Ice sheet modelling

This page was contributed by Dr Anne le Brocq from the University of Exeter.

What is an ice sheet model? | Why do we need a model? | Different types of model | The process of modelling | Examples | Uncertainty | References | Comments

What is an ice sheet model?

A quick search on Wikipedia for the word ‘model’ will give you a many different options, ranging from physical models that you can touch, to conceptual models of how a system works.  Here, we are considering a computer-based, numerical ice sheet model. This is where a mathematical formula which represents the way that ice behaves is converted into computer code and the code then used to simulate the ice sheet behaviour.

The process of modelling. Modellers start with a physical process which can be described mathematically. This is turned into computer code where the equations are solved numerical for a 3D grid. The model is then applied to predict the behaviour of the ice sheet: here, applied to Pine Island Glacier (Gladstone et al. 2012).

Why do we need a model?

There are two main reasons why we might want to use a numerical ice sheet model: 1) to make predictions (prognostic modelling) or; 2) to investigate behaviour of an ice sheet (diagnostic modelling).

Prognostic (or predictive) modelling

Changes in the Antarctic Ice Sheet have a big influence on global climate and sea level.  For example, collapse of the West Antarctic Ice Sheet could raise average sea level by 3 metres (Bamber).  But what is the likelihood of this?  How long will it take?  Will it all collapse, or only part of it?  These are the sort of questions that policy makers need answers to, especially in low-lying coastal areas.  However, the Antarctic Ice Sheet is a complex system with interactions between the ice and climate, the ocean, and conditions at the base of the ice sheet.  The complexity of the system means that it is not straightforward to determine how one thing will affect another, hence, prediction requires a realistic numerical ice sheet model which takes into account all the important processes and how they interact.

Prognostic modelling can also involve reconstructing past ice sheets.  Understanding the behaviour of ice sheets in the past, in different climate settings, can help us understand what might happen in the future.

Diagnostic modelling

Diagnostic modelling can be used to improve the understanding of the processes controlling the behaviour of a particular ice stream, or to study the importance of one or more physical process in an ice sheet in general.
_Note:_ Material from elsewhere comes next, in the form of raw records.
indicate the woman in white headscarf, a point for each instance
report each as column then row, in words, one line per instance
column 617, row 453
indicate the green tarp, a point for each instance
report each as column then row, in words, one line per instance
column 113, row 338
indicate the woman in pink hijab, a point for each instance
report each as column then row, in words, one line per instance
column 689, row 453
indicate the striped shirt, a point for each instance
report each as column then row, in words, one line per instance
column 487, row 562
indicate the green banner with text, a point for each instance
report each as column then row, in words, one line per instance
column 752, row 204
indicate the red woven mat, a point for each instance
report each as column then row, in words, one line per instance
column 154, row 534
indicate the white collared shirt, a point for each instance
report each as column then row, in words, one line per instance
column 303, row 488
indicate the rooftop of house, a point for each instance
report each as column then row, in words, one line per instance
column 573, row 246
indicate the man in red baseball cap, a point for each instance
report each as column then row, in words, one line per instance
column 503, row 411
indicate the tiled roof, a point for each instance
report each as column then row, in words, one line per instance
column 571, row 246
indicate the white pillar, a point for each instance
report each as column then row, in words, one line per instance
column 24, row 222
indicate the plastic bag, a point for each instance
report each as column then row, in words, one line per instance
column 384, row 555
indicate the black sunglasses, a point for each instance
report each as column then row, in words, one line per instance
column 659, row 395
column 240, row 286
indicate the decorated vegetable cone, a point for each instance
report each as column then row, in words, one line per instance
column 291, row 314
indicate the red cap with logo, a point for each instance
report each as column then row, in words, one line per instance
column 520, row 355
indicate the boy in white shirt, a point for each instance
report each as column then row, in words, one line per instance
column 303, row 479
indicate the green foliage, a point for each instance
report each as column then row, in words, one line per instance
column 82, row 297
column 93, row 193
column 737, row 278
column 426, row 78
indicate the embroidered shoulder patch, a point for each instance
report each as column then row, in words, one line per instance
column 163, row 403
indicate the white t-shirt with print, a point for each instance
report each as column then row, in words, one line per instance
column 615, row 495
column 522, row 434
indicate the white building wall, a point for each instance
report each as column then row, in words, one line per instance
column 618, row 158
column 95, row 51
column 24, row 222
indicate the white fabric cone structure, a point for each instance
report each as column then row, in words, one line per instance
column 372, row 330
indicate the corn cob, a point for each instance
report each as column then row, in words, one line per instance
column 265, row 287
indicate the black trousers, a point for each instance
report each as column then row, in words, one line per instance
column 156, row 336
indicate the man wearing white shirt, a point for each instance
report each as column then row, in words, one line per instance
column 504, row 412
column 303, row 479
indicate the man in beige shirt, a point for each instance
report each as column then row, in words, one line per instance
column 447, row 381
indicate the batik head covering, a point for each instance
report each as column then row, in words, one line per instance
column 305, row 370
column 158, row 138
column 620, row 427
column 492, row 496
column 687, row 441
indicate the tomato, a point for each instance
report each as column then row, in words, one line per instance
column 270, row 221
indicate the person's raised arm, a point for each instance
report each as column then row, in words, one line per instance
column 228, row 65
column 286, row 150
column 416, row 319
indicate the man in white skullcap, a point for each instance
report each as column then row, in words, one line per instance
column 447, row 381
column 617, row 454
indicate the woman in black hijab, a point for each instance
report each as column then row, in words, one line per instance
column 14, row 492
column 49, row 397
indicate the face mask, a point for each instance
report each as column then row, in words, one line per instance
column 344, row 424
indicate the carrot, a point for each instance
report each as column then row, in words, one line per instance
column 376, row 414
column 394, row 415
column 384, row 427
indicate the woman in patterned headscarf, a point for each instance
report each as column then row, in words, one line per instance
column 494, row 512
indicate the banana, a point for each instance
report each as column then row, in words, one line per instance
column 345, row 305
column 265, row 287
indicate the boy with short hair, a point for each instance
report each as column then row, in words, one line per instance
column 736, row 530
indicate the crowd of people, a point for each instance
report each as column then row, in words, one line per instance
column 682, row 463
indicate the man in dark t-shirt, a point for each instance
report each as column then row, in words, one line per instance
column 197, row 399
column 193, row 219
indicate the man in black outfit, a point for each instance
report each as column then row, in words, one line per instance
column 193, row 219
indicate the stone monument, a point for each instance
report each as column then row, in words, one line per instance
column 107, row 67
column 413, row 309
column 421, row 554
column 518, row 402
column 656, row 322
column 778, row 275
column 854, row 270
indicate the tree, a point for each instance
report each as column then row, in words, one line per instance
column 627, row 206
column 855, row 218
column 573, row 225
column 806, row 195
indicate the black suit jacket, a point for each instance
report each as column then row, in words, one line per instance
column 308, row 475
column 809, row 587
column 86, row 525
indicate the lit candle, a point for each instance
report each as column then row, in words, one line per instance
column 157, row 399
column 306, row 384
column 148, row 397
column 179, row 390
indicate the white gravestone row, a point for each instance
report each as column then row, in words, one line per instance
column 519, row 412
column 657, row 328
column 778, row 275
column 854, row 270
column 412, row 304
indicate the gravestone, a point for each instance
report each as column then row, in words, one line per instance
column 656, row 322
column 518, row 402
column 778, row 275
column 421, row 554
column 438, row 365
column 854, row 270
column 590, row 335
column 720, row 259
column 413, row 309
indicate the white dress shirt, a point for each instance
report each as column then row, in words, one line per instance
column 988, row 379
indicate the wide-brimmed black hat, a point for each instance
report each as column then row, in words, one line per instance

Examples of the two approaches are given below in the examples section.

Different types of model

Many ice sheet models are now freely available, for example, Elmer, Glimmer-CISM, ISSM, PISM, SICOPLIS, making it possible for a wider community to be able to use these models to answer a wide range of scientific questions.

The models vary in a number of different ways, for example: the way in which they break up the world into discrete elements to solve the equations; the representation of the physics of ice flow; the language the code is written in; whether they are solved on one or many computer processors.

Investigating the same question with different models allows us to compare the models and identify where models agree and where differences between the models lead to different answers to the same question.  A number of model intercomparison exercises have taken place, for example ISMIP and MISMIP.

The process of modelling

1. Physical process

The starting point of modelling is a physical process, either from observation or from theory, for example: how ice “slides” over the underlying sediment or bedrock (e.g. Weertman et al., 1964, Tulaczyk et al., 2000).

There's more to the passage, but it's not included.